Ne demişti Bide, aday adaylığı döneminde?

“Başkan seçilirsem Erdoğan’ı darbeyle değil seçimle devireceğim, muhalefete destek vereceğim.”

Yani Karayılan, Biden’a, “Bize destek ver ki, Erdoğan’ı devirme hedefin doğrultusunda biz de Türkiye’deki uzantımız HDP’nin muhalefetle iş birliğini devam ettirelim” diyor.

Karayılan’ın dikkat çekici ifadelerinden biri de "ABD ile tüm Kürtler arasındaki muazzam ilişkileri tamamen destekliyoruz" idi.

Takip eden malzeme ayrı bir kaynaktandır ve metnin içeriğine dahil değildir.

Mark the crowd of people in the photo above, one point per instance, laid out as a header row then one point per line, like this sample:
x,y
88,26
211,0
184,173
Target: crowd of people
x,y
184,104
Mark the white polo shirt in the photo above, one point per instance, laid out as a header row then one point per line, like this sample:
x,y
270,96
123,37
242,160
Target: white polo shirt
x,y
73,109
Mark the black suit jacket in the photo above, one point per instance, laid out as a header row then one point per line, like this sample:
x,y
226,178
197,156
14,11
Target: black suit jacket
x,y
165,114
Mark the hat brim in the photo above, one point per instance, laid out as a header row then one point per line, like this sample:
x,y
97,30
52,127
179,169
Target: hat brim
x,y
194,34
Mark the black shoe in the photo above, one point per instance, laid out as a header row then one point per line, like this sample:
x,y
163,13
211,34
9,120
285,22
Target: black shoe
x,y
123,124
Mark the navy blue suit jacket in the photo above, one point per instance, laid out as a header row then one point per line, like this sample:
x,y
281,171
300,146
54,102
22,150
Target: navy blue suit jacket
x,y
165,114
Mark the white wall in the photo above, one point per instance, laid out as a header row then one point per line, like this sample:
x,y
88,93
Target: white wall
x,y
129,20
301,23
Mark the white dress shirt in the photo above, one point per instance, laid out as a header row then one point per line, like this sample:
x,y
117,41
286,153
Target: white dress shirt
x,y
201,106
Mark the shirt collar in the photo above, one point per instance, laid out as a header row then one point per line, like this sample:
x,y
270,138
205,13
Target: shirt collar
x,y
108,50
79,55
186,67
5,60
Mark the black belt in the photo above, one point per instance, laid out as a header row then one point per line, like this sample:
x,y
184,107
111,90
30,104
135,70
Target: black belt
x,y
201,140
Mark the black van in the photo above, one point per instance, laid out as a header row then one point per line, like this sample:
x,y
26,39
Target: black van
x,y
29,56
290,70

Karayılan’ın burada kast ettiği “Kürtler”, PKK’nın Suriye kolu PYD.

Son günlerde yeniden yoğunlaşan, Biden döneminde ABD’nin PYD’ye yönelik desteği arttıracağı yönündeki tartışmalarda kimileri, Washington’un bunu yaparken PKK ile PYD’yi ayrıştırmaya çalıştığı hatta PKK’nın tasfiyesine yeşil ışık yaktığı yönünde değerlendirmelerde bulunuyor.

Kimi uzmanlarımız uzunca bir süreden bu yana ABD’nin PKK ve PYD ile ilişkilerini bu yaklaşım üzerine oturtmalarına karşın bu değerlendirmelerin doğru olmadığına dair kanaatimi hep dile getire geldim.

Bir terör örgütünün, kendisinin tasfiye edilmesine yönelik yaklaşımları desteklemeyeceğine göre Karayılan’ın bu ifadelerinin de Washington’un PYD ile ilişkisinin, bunları PKK ile ayrıştırma, hele de PKK’nın tasfiye edilmesine göz yumma gibi bir eksen üzerinden yürümediğinin göstergesi olduğunu düşünüyorum.

Kuşkusuz Karayılan’ın da Bayık’ın da yakın bir dönemde ABD ve AB’nin PKK’yı terör listesinden çıkartma beklentisi ile bu açıklamaları yaptıklarını zannetmiyorum.

Ancak gerek Washington-Ankara gerekse de Ankara-Brüksel ilişkilerinin yeniden şekillenmeye başlamasının arifesinde terör örgütünün “İngiliz anahtarı” gibi kendini “kullanılmaya hazır” olarak ortaya sürmesini, İsrail ve Fransız gazetelerinin de buna önayak olmasını dikkatle takip edilmesi gereken bir durum olarak görüyorum.

Türkiye’nin, ABD ve AB ile ilişkileri düzeltmeye yönelik güçlü sinyaller verdiği bir dönemde, söz konusu gazetelerin sayfalarını terör örgütü yöneticilerine açmalarının manidar olduğunu düşünüyorum.